The new model has tenured teachers going through a formal evaluation process with their principals.
“The idea is supposed to be that teachers are working to improve their own practice too so it’s not just about somebody watching them,” Kludt-Painter said. “It’s about them setting goals for about where they want to go and how they want to get there and then how are they showing that they’re making the progress for themselves because ultimately that should be the goal.”
Much of Kludt-Painter’s summer work has been going over the new evaluation process. The system has a professional development library on-line that has videos of teachers modeling best practices.
Kludt-Painter said her biggest concern is the time it will take staff.
“It is going to be a ton of work,” she said. “I’m concerned about the time that it’s going to take for teachers and for principals who are doing the work.”
Kludt-Painter said they will start slowly with parts of the process instead of jumping into something that is unmanageable.
Also at the school board meeting, the board approved a capitol projects improvement list that the district’s Maintenance Director, Dan Tate compiled for fiscal year 2017. The state requires a 6-year plan to be in place. The top items include a boiler replacement for the middle school. Tate saif the work has already been done.
“This is where we put in a boiler in March in the middle school,” Tate said. “Cost assessment is $75,592. We’re asking the state to reimburse us for it.”
Tate said the state often looks favorably on reimbursing school districts for projects like this. The district’s second maintenance priority is the food service renovation at the elementary school.

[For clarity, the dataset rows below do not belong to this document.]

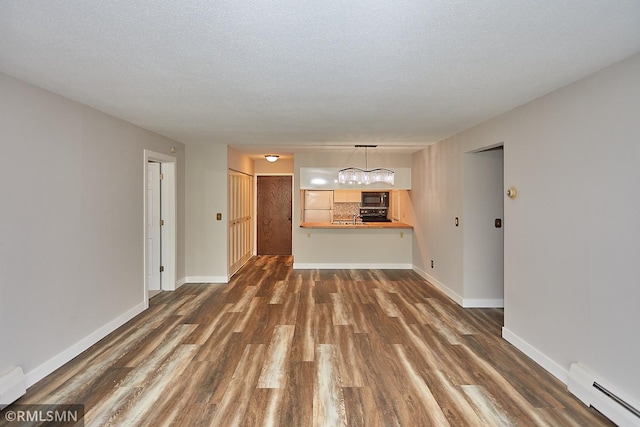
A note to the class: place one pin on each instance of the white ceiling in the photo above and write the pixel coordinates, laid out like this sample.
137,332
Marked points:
282,75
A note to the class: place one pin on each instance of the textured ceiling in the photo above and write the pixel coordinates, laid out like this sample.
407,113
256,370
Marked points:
276,75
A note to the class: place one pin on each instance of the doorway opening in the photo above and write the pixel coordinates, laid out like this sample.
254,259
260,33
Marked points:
160,224
483,235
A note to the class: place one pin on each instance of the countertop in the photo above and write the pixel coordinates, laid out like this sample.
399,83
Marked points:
365,225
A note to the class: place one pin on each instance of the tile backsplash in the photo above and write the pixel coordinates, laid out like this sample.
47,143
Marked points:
345,210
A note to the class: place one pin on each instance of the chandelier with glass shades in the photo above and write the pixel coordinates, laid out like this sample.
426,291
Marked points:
354,175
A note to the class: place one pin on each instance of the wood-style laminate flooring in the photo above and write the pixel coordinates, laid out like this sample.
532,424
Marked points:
284,347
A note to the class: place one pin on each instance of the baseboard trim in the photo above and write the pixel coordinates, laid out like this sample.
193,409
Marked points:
482,303
537,356
205,279
349,266
446,290
65,356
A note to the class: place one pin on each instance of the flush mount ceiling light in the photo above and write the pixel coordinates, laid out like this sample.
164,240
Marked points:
354,175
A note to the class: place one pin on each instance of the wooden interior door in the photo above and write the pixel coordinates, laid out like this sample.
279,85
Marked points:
274,215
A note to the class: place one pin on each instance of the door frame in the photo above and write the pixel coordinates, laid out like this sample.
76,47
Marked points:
472,247
255,207
168,209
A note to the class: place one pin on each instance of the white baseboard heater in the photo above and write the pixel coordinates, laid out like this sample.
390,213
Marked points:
12,386
585,386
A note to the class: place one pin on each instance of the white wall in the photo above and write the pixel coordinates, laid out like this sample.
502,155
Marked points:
71,225
572,236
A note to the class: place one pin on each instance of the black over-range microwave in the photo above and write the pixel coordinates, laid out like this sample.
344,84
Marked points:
375,199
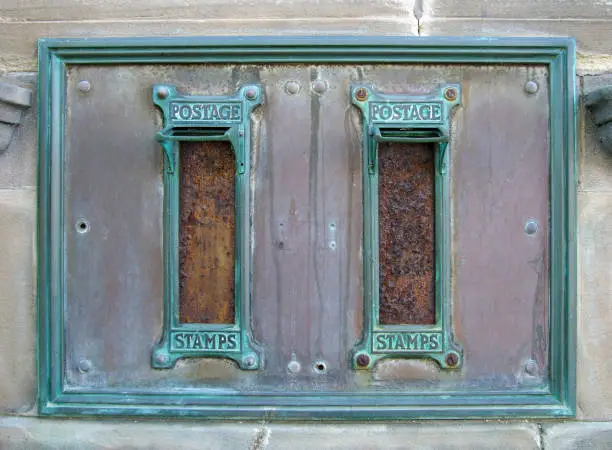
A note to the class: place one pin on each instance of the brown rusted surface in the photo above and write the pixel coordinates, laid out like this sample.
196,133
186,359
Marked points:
206,246
406,221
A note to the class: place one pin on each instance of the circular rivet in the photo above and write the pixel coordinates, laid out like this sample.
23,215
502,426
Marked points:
532,368
82,226
319,86
84,365
294,366
452,360
450,94
362,360
531,227
361,94
292,87
249,361
320,366
163,92
84,86
161,358
251,93
531,87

“This is driven by code deficiencies in the building so there’s a definite need for it,” Tate said.
The third priority is an underground fuel tank that the middle and high schools share.
“Essentially, I would consider this to be the one Achilles heel in our whole physical plant,” Tate said. “We have a single walled fuel tank buried in the ground. It’s been in operation since the 1980s. We have evidence that the corrosion protection system on it is in the stages of failing.”

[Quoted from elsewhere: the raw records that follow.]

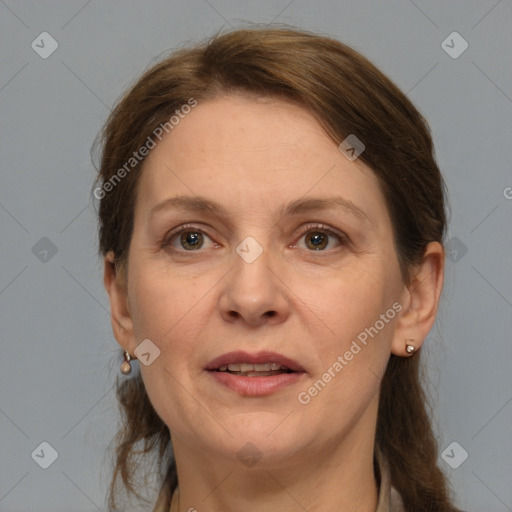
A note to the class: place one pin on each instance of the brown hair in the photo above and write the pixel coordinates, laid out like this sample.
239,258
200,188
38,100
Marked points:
348,95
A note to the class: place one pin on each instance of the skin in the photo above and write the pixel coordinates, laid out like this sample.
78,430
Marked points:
254,156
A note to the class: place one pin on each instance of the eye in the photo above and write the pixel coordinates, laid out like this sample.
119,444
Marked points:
320,238
188,239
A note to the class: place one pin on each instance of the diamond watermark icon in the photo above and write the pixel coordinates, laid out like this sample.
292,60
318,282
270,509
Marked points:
454,45
249,455
44,250
454,455
249,250
352,147
44,45
45,455
147,352
455,249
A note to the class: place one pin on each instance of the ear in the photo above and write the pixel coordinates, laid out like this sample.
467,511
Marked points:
420,301
114,279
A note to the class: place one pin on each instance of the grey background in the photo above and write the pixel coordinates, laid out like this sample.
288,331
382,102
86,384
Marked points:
58,356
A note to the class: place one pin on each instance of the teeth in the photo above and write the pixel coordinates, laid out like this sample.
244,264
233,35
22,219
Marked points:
246,367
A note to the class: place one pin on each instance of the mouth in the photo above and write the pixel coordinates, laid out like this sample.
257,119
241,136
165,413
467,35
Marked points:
255,374
255,370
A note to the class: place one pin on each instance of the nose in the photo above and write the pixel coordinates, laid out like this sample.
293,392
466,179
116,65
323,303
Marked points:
254,293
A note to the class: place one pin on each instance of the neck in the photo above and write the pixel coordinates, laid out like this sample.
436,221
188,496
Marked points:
336,479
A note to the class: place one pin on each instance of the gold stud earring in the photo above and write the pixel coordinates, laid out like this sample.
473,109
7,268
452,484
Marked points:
409,348
126,367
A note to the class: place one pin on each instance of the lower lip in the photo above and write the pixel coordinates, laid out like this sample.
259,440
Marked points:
256,386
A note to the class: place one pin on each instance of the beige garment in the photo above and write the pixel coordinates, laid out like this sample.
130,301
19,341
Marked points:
389,499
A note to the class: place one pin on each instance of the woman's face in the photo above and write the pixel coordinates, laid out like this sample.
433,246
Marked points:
254,233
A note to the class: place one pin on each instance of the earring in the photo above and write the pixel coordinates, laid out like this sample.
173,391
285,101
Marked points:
126,367
409,348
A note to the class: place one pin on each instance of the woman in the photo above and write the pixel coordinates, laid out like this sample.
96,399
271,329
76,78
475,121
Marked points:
272,220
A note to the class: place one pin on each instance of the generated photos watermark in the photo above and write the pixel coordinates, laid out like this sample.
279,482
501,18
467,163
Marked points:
304,397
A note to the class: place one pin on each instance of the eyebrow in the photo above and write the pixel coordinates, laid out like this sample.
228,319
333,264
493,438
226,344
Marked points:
297,207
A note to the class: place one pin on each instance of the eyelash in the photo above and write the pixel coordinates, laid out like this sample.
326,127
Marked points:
322,228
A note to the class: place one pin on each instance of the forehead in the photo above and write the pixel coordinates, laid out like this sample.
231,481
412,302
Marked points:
253,153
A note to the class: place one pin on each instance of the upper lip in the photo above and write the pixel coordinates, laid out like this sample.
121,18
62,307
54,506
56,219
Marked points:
240,356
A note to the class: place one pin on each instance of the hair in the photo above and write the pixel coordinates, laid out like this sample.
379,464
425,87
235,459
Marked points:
348,95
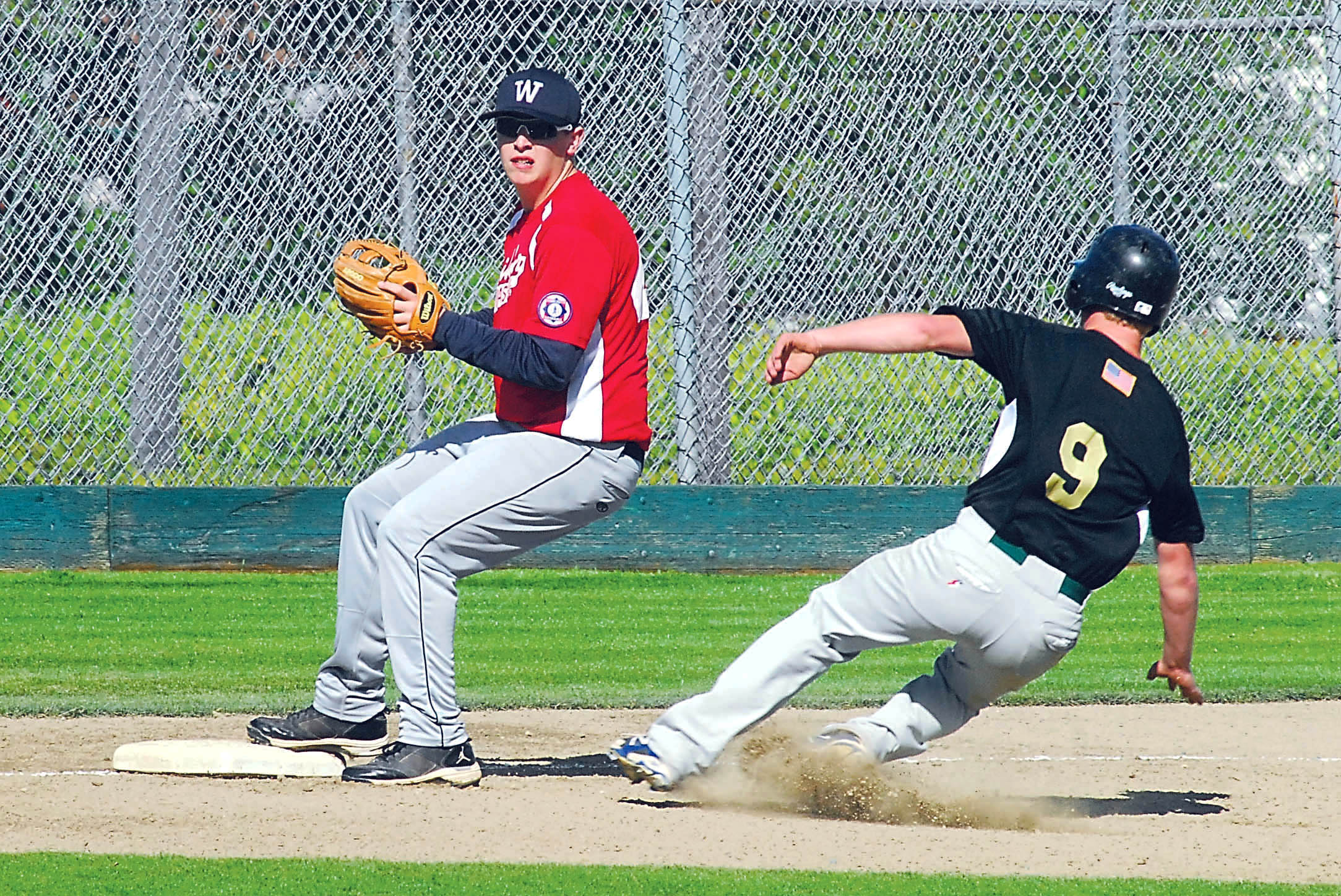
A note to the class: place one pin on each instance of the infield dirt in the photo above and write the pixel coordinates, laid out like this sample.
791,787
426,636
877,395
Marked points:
1229,792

Tate said he doesn’t think the fuel tank will start to leak anytime soon but he is encouraging the district to look for funding to replace it and then go after reimbursement from the state.
Also at the meeting, board members approved 17 policy updates that will bring the district into compliance with the state. Most of the changes were minor edits to language in the policies and don’t change the content but a few are new policies such as one for service animals and one for memorials.
During a KFSK call-in show earlier in the day, board member Sarah Holmgrain explained.
“We don’t have that situation right now but it’s better to have a policy in place before you have the need arise and then go, ‘What parameters do we want to be dealing with?’,” Holmgrain said.
The school board also passed a proposal to give old books from the elementary school library no longer needed by the district to the Friends of the Library used book sale.
The first day of school for Petersburg is August 31. Teachers are back in the classroom August 25.